Our family doctor has never asked. If they want to hand me a brochure about “gun safety”, I’ll politely take it but it’s really none of their business.
Besides, nobody that would leave a loaded gun in reach of a small child is going to tell their doctor they do!
If a doctor is concerned enough, his or her office could give out gun safety pamphlets.
The risks of catching something from another sick patient in the waiting room?
dox??
I had a pediatrician give me a guns are hazardous to children lecture once, when I answered “yes” to the question.
Now I don’t answer the question at all except a shrug to my OBGYN who accepted “I work in downtown Dallas, sometimes in the early morning and weekends, and this ensures you will never had to treat me for rape” as a valid answer.
Horse nuggets! My father was a physician and I think he would say the same thing. Although he would suggest these "doctors" put their mission in a very colorfully put, but medically accurate, part of their anatomies.

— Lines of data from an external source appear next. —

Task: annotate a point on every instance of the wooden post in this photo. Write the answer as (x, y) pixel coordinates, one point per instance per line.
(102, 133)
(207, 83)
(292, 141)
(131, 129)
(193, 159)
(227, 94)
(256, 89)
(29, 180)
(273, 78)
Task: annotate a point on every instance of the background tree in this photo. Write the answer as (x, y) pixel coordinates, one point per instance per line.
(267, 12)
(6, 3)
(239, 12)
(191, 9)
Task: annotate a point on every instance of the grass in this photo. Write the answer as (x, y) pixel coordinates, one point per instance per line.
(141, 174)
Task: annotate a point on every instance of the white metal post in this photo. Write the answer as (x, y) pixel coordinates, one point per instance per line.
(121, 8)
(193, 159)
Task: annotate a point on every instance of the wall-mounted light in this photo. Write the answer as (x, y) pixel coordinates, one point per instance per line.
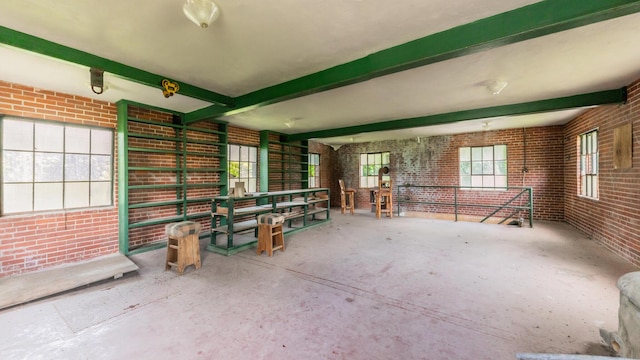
(201, 12)
(495, 86)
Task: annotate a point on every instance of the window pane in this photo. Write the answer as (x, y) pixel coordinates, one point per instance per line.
(47, 196)
(100, 167)
(385, 158)
(100, 193)
(487, 153)
(500, 152)
(476, 153)
(76, 168)
(17, 197)
(17, 135)
(465, 168)
(487, 167)
(465, 154)
(49, 137)
(76, 195)
(17, 166)
(101, 141)
(48, 168)
(476, 167)
(77, 140)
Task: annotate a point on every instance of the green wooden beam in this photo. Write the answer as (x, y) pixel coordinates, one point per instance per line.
(35, 44)
(535, 20)
(617, 96)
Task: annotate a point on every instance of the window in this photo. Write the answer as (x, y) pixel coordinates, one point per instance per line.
(53, 166)
(314, 170)
(243, 166)
(483, 167)
(369, 166)
(588, 143)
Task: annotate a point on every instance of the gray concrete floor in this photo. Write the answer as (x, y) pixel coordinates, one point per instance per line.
(353, 288)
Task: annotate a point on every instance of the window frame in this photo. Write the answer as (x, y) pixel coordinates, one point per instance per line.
(250, 182)
(370, 179)
(64, 180)
(490, 171)
(314, 171)
(588, 164)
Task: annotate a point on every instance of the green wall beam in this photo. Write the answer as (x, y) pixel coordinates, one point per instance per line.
(617, 96)
(535, 20)
(35, 44)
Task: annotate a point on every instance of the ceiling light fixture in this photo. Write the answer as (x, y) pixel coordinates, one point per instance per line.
(201, 12)
(495, 86)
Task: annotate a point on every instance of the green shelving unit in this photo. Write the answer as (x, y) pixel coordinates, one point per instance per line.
(284, 165)
(167, 172)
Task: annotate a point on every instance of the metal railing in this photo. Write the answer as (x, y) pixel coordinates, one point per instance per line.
(514, 199)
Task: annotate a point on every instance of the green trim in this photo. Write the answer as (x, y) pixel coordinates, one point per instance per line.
(617, 96)
(539, 19)
(35, 44)
(123, 178)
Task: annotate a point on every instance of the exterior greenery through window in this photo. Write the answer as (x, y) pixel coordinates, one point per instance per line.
(243, 166)
(54, 166)
(314, 170)
(588, 162)
(369, 165)
(483, 167)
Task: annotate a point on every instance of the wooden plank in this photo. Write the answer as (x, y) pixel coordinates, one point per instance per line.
(28, 287)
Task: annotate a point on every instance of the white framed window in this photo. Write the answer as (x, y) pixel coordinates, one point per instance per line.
(483, 167)
(54, 166)
(370, 164)
(243, 166)
(314, 170)
(588, 164)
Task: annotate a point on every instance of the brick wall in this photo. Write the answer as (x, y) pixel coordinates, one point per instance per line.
(613, 220)
(36, 241)
(434, 161)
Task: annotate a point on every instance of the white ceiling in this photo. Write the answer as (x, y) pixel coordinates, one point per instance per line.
(256, 44)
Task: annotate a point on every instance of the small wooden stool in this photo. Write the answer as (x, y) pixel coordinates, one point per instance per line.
(347, 198)
(270, 235)
(183, 245)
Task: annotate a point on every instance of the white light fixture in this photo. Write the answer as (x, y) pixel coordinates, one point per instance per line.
(201, 12)
(495, 86)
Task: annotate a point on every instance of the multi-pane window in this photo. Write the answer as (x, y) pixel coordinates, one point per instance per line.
(369, 166)
(588, 143)
(314, 170)
(53, 166)
(483, 167)
(243, 166)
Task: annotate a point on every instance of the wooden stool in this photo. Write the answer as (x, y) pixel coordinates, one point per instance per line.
(270, 235)
(347, 198)
(183, 245)
(384, 194)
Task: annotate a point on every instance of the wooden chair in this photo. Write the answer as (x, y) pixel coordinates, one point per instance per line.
(384, 194)
(347, 198)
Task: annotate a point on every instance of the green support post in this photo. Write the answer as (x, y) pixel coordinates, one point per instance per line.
(123, 178)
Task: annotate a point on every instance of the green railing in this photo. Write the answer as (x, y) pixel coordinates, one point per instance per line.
(516, 201)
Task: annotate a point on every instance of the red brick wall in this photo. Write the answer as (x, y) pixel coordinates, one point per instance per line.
(434, 161)
(36, 241)
(613, 220)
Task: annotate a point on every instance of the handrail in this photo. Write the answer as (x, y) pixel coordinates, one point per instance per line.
(456, 204)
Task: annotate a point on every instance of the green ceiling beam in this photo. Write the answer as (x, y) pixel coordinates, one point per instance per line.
(521, 24)
(617, 96)
(35, 44)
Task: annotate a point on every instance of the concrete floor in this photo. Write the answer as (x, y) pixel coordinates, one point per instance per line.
(353, 288)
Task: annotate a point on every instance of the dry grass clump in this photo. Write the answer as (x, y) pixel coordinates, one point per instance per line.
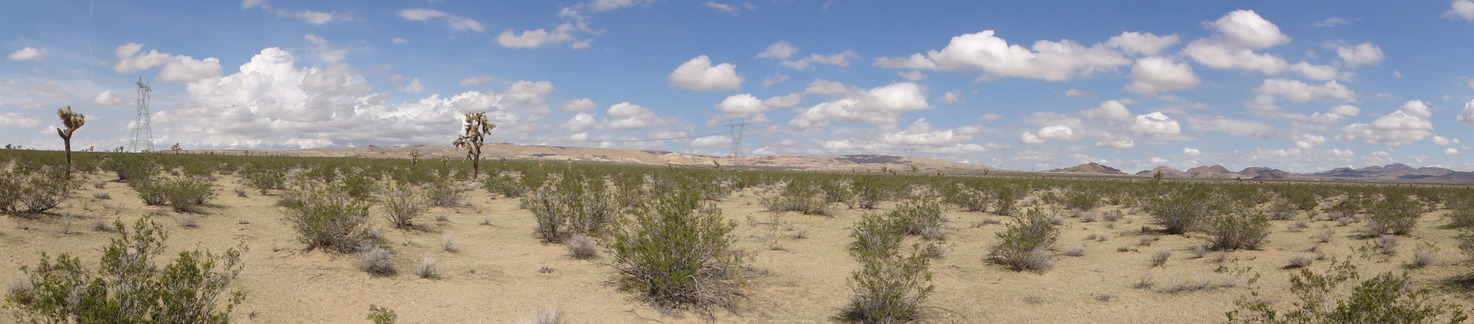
(1023, 246)
(428, 268)
(1160, 258)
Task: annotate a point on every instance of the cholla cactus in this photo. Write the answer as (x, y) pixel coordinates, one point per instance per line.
(475, 136)
(71, 121)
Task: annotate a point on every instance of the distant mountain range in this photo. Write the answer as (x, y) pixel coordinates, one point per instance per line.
(1398, 173)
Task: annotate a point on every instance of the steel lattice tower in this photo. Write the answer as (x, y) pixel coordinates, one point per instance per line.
(142, 131)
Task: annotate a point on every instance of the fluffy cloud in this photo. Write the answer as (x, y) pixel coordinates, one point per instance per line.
(1249, 30)
(1053, 61)
(1405, 125)
(1159, 74)
(177, 68)
(28, 53)
(1467, 115)
(1365, 53)
(274, 103)
(1141, 43)
(1156, 124)
(1110, 111)
(1462, 9)
(577, 105)
(877, 106)
(699, 74)
(456, 22)
(742, 106)
(779, 50)
(627, 117)
(532, 39)
(475, 80)
(837, 59)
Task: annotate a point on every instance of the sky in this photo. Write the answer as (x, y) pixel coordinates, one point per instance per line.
(1299, 86)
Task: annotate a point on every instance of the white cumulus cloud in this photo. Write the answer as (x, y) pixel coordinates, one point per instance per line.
(700, 74)
(1157, 74)
(28, 53)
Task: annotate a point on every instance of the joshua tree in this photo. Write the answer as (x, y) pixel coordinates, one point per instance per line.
(71, 121)
(476, 128)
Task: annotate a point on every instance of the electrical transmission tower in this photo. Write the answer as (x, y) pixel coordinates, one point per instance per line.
(736, 128)
(142, 133)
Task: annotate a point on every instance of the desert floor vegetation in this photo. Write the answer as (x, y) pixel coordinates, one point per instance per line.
(487, 259)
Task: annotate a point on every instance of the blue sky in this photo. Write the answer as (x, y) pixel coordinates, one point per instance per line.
(1300, 86)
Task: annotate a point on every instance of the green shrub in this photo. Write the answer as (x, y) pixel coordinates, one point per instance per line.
(1396, 215)
(1238, 231)
(1025, 243)
(678, 252)
(799, 196)
(325, 215)
(34, 189)
(889, 287)
(128, 287)
(1181, 211)
(401, 203)
(1386, 298)
(571, 205)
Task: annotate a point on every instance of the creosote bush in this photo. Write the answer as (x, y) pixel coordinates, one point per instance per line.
(403, 203)
(677, 252)
(1386, 298)
(571, 205)
(27, 189)
(1025, 245)
(325, 215)
(128, 286)
(1238, 231)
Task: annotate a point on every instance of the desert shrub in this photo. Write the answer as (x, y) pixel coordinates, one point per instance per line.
(376, 259)
(571, 205)
(264, 178)
(382, 315)
(799, 196)
(128, 286)
(919, 217)
(34, 189)
(1386, 298)
(1182, 209)
(581, 246)
(889, 287)
(1082, 199)
(1023, 245)
(186, 193)
(325, 215)
(678, 252)
(1238, 231)
(1395, 215)
(403, 203)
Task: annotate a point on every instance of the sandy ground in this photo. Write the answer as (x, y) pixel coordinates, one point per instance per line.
(496, 274)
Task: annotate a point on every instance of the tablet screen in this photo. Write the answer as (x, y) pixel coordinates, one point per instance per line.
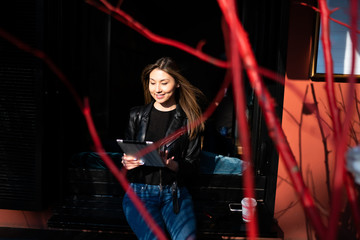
(132, 147)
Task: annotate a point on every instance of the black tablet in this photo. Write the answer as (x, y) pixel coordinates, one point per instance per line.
(152, 158)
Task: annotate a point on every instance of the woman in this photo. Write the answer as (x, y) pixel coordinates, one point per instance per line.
(171, 103)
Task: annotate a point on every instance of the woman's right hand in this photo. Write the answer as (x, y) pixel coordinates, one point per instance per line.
(130, 162)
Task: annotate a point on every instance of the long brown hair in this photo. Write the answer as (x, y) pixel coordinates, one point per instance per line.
(186, 95)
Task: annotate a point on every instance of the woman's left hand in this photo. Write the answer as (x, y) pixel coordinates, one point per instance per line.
(170, 163)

Sure it is. Do they ask about gas heaters? (risk of CO poisoning) CFL bulbs? (mercury exposure) Cars? (auto accidents) Bath water? (scalding, drowning) Family dogs? (mauling) Household cleaners? (poison, potentially toxic fumes)
That sort of justification leads to endless intrusion, abdication of personal responsibility and an excessive burden on the medical system.
That is a barforama alright. She is saying that because she is an emotional adolescent who doesn't have a clue about cause and effect her patients should play along in order to be a Xanax substitute for her.
Don't know who this Moonbat is, but I have a hard time taking any "male" with 2 last names seriously!!!
I may be a little slow here but what business is it of any doctor to ask me or my family if we have weapons in the home?